Among the matched estradiol transdermal system and oral estrogen-only hormone therapy users (27,018 women in each group), the mean age of the cohorts was 48.9 years; in each cohort, 6,044 (22.4%) and 1,788 (6.6%) participants had a hysterectomy and an oophorectomy at baseline, respectively. A total of 115 estradiol transdermal system users developed venous thromboembolism, compared with 164 women in the estrogen-only hormone therapy cohort (unadjusted incidence rate ratio, 0.72; 95% CI, 0.57-0.91; P = 0.006).
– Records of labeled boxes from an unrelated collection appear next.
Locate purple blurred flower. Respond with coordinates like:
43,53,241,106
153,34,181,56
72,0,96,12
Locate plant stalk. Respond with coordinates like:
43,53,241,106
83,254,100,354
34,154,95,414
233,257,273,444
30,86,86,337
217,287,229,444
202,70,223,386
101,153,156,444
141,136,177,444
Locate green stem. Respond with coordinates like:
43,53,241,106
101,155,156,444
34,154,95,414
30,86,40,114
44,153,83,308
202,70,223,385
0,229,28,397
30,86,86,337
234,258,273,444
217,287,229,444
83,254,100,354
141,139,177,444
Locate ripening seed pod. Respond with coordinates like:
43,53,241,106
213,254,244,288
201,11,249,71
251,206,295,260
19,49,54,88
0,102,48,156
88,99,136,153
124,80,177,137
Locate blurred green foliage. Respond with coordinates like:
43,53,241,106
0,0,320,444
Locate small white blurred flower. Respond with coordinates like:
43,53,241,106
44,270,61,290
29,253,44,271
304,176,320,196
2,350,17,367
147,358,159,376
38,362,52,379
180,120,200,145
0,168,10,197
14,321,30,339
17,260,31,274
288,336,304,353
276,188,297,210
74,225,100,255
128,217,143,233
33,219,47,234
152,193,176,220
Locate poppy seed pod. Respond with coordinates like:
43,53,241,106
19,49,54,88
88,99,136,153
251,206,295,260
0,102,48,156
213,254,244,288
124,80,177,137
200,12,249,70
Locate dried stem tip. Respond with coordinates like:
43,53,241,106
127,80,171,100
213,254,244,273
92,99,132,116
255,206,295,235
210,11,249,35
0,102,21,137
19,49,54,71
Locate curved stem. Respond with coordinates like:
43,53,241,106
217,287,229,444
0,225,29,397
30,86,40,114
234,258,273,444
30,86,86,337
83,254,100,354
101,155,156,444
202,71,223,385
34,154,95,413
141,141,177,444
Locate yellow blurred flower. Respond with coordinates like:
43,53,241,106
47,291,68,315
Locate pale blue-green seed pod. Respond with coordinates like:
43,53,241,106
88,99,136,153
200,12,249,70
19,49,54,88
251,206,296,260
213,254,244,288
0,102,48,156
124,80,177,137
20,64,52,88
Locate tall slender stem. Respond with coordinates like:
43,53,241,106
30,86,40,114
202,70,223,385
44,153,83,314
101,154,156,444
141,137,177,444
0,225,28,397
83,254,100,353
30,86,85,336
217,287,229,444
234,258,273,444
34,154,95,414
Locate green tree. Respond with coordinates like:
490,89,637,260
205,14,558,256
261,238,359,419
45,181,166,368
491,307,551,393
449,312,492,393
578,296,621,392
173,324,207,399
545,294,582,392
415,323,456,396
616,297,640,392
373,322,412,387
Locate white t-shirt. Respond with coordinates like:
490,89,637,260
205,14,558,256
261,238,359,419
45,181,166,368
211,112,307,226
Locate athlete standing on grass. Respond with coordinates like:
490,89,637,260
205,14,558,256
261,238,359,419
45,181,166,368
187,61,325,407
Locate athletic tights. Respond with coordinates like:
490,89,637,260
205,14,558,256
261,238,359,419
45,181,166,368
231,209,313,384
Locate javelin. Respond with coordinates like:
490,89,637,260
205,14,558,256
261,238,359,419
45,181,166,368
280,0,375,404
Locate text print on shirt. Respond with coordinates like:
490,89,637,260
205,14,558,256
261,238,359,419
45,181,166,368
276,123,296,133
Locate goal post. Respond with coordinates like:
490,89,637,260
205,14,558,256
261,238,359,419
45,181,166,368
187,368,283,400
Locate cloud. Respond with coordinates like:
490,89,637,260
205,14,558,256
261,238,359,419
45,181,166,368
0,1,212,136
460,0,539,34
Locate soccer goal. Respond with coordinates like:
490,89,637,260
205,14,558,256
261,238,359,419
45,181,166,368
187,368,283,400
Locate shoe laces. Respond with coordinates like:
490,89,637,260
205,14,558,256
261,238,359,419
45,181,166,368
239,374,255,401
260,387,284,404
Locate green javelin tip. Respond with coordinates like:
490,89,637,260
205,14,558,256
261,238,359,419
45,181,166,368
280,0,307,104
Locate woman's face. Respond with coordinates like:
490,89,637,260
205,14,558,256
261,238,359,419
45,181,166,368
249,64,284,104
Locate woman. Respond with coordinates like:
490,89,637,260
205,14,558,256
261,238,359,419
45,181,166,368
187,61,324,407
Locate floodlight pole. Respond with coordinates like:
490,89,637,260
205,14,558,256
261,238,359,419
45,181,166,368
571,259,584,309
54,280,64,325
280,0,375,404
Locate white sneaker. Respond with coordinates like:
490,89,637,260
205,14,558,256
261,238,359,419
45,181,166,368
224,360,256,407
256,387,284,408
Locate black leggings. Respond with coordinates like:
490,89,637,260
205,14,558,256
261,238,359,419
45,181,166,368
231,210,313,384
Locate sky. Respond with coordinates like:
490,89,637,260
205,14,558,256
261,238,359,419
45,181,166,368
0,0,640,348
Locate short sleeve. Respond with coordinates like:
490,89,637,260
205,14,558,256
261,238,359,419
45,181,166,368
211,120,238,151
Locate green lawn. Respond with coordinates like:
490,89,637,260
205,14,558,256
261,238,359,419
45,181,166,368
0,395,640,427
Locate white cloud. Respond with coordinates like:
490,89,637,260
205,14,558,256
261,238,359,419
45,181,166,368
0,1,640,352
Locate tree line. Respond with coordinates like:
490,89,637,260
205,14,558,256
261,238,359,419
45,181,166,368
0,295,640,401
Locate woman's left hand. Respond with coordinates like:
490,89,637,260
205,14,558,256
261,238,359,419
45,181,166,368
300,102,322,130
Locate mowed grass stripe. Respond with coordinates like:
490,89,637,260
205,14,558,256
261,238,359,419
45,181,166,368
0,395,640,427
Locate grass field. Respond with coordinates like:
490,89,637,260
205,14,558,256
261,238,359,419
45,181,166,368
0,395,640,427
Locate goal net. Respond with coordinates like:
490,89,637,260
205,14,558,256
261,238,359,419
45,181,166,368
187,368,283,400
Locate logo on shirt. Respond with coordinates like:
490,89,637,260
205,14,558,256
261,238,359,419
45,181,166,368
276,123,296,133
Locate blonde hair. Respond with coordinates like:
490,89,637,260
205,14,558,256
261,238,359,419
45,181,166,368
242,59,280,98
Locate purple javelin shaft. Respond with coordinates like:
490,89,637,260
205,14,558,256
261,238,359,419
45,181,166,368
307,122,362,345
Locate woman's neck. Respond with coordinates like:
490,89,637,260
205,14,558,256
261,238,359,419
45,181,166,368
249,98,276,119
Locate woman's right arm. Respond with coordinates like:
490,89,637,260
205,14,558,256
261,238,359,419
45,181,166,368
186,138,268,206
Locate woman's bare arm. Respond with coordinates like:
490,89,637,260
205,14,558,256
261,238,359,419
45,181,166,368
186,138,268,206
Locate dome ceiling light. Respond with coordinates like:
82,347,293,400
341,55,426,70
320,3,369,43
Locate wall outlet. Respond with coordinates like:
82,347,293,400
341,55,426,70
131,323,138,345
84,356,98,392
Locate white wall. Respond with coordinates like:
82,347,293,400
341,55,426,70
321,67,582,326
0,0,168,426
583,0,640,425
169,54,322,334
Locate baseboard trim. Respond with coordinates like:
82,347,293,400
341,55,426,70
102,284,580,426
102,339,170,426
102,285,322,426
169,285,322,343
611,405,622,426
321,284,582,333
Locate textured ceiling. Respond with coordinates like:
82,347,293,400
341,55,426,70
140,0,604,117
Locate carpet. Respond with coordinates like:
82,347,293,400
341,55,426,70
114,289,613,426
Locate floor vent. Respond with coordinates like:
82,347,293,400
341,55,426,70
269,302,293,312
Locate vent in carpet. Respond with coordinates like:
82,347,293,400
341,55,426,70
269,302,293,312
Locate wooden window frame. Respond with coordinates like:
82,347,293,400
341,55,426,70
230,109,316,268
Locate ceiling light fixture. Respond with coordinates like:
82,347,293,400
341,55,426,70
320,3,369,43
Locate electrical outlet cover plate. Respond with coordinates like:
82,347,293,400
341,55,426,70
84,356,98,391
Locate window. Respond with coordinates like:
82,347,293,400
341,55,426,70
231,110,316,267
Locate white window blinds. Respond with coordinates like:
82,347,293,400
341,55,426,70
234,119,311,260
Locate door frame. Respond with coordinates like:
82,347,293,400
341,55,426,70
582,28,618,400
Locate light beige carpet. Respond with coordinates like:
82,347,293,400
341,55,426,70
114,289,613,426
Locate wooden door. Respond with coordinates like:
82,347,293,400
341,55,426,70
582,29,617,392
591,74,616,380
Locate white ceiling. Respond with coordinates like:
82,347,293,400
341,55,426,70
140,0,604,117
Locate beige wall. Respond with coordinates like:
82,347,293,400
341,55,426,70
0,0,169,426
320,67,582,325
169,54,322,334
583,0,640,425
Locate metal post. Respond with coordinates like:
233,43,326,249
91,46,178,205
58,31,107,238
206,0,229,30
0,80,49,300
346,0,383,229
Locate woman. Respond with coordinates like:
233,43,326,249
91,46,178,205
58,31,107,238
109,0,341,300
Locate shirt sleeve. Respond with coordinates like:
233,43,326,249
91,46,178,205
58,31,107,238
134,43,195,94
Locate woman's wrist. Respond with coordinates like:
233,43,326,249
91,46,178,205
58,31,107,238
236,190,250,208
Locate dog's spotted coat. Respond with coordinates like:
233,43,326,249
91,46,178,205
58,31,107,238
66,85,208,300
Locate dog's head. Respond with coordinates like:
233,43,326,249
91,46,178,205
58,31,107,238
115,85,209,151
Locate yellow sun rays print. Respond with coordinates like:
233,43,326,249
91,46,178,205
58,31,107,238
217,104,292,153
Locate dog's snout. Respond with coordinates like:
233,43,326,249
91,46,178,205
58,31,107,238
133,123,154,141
After adjustment for confounding factors, the incidence of venous thromboembolism remained significantly lower for estradiol transdermal system users than for estrogen-only hormone therapy users.
This large population-based study suggests that participants receiving an estradiol transdermal system have a significantly lower incidence of venous thromboembolism than do participants receiving oral estrogen-only hormone therapy.
本研究旨在定量评估雌二醇透皮系统相对于口服雌激素单药激素治疗药物与静脉血栓栓塞事件相关的风险降低程度。
使用 Thomson Reuters MarketScan 数据库,于 2002 年 1 月至 2009 年 10 月进行了一项索赔分析。分析对象为新开始使用雌二醇透皮系统或口服雌激素单药激素治疗、且有两次或更多次配药的 35 岁及以上的患者。静脉血栓栓塞的定义是一次或多次深静脉血栓或肺栓塞的诊断代码。基于精确因素和倾向评分匹配,将雌二醇透皮系统和口服雌激素单药激素治疗队列 1:1 匹配,采用发病率比值比较匹配队列之间静脉血栓栓塞的发生率。将匹配后仍存在的基线不平衡因素作为协变量纳入多变量调整。
在匹配的雌二醇透皮系统和口服雌激素单药激素治疗使用者中(每组 27018 名女性),队列的平均年龄为 48.9 岁;在每个队列中,分别有 6044 名(22.4%)和 1788 名(6.6%)患者在基线时行子宫切除术和卵巢切除术。雌二醇透皮系统使用者中共有 115 例发生静脉血栓栓塞,而雌激素单药激素治疗组有 164 例(未调整发病率比值,0.72;95%CI,0.57-0.91;P=0.006)。调整混杂因素后,雌二醇透皮系统使用者的静脉血栓栓塞发生率仍显著低于雌激素单药激素治疗使用者。
这项基于人群的大型研究表明,接受雌二醇透皮系统治疗的参与者发生静脉血栓栓塞的风险明显低于接受口服雌激素单药激素治疗的参与者。